South Loop gallery unveils photos by Chicago Defender photographer
By MICAH MAIDENBERG
Robert Sengstacke had always been artistic. In kindergarten, his teacher showed off his talents to his parents. The revelation that he could shoot photographs came a bit later, in eighth grade, during a class trip to Washington, D.C.
"It was in the spring, there were colorful flowers," Sengstacke, 65, recalled. "I took this picture, I took another. When I got through, it kind of blew my mind. I went through the whole cycle."

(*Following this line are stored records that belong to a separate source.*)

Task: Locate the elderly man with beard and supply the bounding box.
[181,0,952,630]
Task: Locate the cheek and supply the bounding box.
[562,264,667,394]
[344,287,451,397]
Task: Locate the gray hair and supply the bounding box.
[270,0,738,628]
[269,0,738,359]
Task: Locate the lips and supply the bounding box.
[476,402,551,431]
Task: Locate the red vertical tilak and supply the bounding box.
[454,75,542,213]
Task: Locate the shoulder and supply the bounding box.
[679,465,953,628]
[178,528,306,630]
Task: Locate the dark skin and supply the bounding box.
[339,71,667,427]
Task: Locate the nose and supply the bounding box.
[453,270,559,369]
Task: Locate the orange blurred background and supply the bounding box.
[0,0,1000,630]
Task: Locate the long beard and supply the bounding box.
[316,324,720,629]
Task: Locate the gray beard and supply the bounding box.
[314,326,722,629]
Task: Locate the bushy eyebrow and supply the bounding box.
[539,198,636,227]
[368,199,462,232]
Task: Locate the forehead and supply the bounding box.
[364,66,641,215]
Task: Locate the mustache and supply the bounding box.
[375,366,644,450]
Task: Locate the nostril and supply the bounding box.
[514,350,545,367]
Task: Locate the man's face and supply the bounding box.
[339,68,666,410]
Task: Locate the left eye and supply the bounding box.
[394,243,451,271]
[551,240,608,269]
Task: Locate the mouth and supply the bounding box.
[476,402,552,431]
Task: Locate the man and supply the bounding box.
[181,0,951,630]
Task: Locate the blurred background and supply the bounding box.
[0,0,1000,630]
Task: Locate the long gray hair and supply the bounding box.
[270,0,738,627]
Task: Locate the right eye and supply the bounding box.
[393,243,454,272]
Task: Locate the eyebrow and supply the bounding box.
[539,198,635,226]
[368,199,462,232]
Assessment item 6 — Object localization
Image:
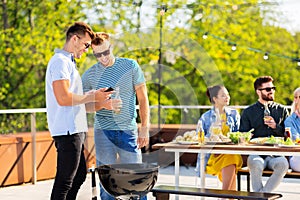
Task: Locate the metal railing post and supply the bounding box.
[31,113,37,184]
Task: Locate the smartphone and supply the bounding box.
[104,87,114,92]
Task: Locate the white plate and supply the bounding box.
[205,140,231,144]
[278,144,300,148]
[177,141,198,144]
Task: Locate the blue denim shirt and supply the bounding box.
[284,113,300,140]
[195,107,240,176]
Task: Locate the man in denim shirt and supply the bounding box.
[240,76,289,192]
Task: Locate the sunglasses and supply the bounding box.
[258,86,276,92]
[76,35,91,49]
[94,45,110,58]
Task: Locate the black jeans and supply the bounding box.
[51,132,87,200]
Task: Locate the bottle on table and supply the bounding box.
[196,120,205,144]
[284,127,292,141]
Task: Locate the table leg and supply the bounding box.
[200,152,205,188]
[175,151,180,200]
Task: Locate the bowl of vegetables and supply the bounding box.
[227,129,253,144]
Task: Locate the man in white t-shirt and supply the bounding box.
[46,22,112,200]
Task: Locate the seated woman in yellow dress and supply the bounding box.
[196,85,243,190]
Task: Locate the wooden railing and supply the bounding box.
[0,105,291,184]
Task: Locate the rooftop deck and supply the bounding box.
[0,166,300,200]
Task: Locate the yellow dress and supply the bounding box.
[206,114,243,181]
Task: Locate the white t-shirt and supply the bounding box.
[46,49,88,136]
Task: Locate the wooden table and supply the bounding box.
[152,142,300,188]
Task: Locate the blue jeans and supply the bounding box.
[247,155,289,192]
[51,132,87,200]
[94,129,147,200]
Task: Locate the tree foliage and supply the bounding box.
[0,0,300,132]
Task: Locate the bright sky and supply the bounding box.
[280,0,300,32]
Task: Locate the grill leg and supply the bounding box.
[89,167,97,200]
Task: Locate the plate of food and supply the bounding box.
[278,144,300,148]
[205,140,231,144]
[177,141,198,145]
[249,136,284,146]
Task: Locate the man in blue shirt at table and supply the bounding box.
[240,76,289,192]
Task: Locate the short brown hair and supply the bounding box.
[254,76,274,91]
[92,32,109,46]
[206,85,225,104]
[66,22,95,41]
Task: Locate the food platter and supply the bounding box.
[249,137,283,146]
[278,144,300,148]
[177,141,198,144]
[205,140,231,145]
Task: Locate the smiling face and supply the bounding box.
[256,82,275,102]
[72,33,92,58]
[213,87,230,107]
[92,40,114,67]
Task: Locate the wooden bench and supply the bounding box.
[151,185,282,200]
[237,167,300,192]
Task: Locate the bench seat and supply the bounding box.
[151,185,282,200]
[237,167,300,192]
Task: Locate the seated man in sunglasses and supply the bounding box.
[240,76,289,192]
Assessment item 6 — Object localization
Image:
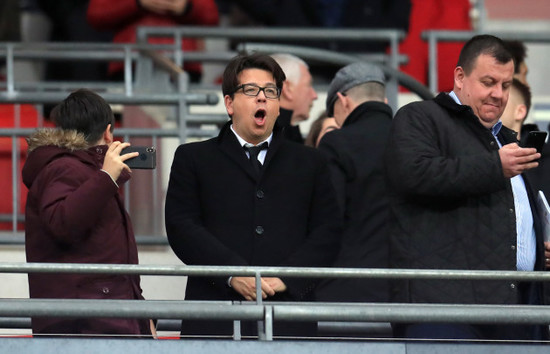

By age 16, he had his own studio in the basement of his house, and was snapping shots of teenagers and publishing them in the Chicago Defender, the daily newspaper owned by his family, serving as a touchstone throughout his career as he traveled in and out of Chicago, New York, Memphis and other cities.
Photographs from Sengstacke's vast portfolio chronicling Chicago's African-American communities and the civil rights movement are on display at Lusenhop Gallery, 73 E. 16th Street, in the South Loop. The exhibit concludes next Saturday, Oct. 11. The showcase marks the first time many of Sengstacke's works has ever been shown, said gallery owner David Lusenhop, who organized the exhibit.
"It was about showing a significant photographer whose work is under-appreciated. He was a fine-art photographer who came to photo journalism," Lusenhop said.